Kodiak fire department moves to fix a staffing crunch
Kodiak's Fire Protection Area No. 1 is short-handed enough that its board has told the fire chief to create a new position to relieve the strain. Chief Scott Ellis called staffing "at a critical point," part of a broader challenge that fire agencies across the area are facing as they struggle to keep enough people on the roster.
The board voted unanimously May 26 to have Ellis develop the role, working with borough staff, and weighed several ways to structure it — part-time, temporary, or a fuller arrangement. Ellis said he'd prefer an actual firefighter who could also handle the clerical work the position needs, but would take whatever form gets help in the door fastest. Vice-Chair John Parker cautioned that fitting a new hire onto the union pay scale could get complicated.
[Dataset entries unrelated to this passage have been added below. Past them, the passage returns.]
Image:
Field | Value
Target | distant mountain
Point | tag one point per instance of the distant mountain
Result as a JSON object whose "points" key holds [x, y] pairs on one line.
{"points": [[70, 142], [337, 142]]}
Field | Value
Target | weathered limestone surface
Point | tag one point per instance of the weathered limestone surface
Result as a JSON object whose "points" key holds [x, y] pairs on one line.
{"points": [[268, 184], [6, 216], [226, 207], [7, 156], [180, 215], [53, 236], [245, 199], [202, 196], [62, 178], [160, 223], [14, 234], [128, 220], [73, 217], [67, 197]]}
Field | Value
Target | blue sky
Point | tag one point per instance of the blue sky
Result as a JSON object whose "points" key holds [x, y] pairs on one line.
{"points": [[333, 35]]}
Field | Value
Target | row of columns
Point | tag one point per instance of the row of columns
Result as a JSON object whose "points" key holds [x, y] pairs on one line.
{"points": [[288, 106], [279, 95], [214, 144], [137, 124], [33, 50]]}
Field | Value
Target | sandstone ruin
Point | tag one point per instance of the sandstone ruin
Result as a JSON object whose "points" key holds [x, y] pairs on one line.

Ellis plans to raise the staffing problem directly with city and borough leadership.
The pressure isn't financial — the department is actually running ahead on revenue, collecting about $978,000 by late June against an $849,500 budget. It's people. Like many departments that lean on volunteers, Kodiak is finding them harder to recruit and keep, and the paid-versus-volunteer balance is a genuine puzzle: leaning on paid staff can quietly erode the volunteer base a small department was built around. An equipment hiccup added to the month's frustrations, with no bids coming in for two planned pickup trucks, delaying that purchase.